The biggest challenge facing government regulators is the large number of supplements – about 65,000 in the United States. It is impossible to keep tabs on them all, he said. In fact, a report from the U.S. Auditor-General found that the FDA lacked accurate contact information for 20 per cent of the manufacturers involved in product recalls.

In Canada, supplements are regulated by Health Canada under the Natural Health Products Directorate. And there are some differences between Canada and the United States in terms of the regulations, noted Blossom Leung, a media relations officer with Health Canada.

“Products that are classified in the U.S. as dietary supplements can be considered drugs, natural health products or other regulated products in Canada, depending on the ingredients and health claims,” Leung explained in an e-mail.
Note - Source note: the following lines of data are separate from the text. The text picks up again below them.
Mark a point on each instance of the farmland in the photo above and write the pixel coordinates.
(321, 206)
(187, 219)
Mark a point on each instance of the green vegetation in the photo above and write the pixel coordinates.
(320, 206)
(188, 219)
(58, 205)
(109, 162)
“To be sold in Canada, natural health products (NHPs) must undergo pre-market review to ensure that they meet the requirements of the Natural Health Products Regulations (NHPR) pertaining to the safety, efficacy and quality of products. The NHPR came into force on Jan. 1, 2004, and establishes the requirements for the manufacture, packaging, labelling and importation of NHPs for their sale in Canada.”

Even so, Mamdani thinks that Canadian regulators, like their U.S. counterparts, lack the resources to adequately monitor the market. “We would have to put in a lot more money and resources … to the point where I am just not even sure it is feasible,” he said.

“We have to take responsibility on ourselves to be a bit more diligent,” he said. That could mean not being swayed by a “natural” label or resisting the temptation to buy unvetted products over the Internet. Mamdani urges patients to talk to their doctors to see if they need supplements.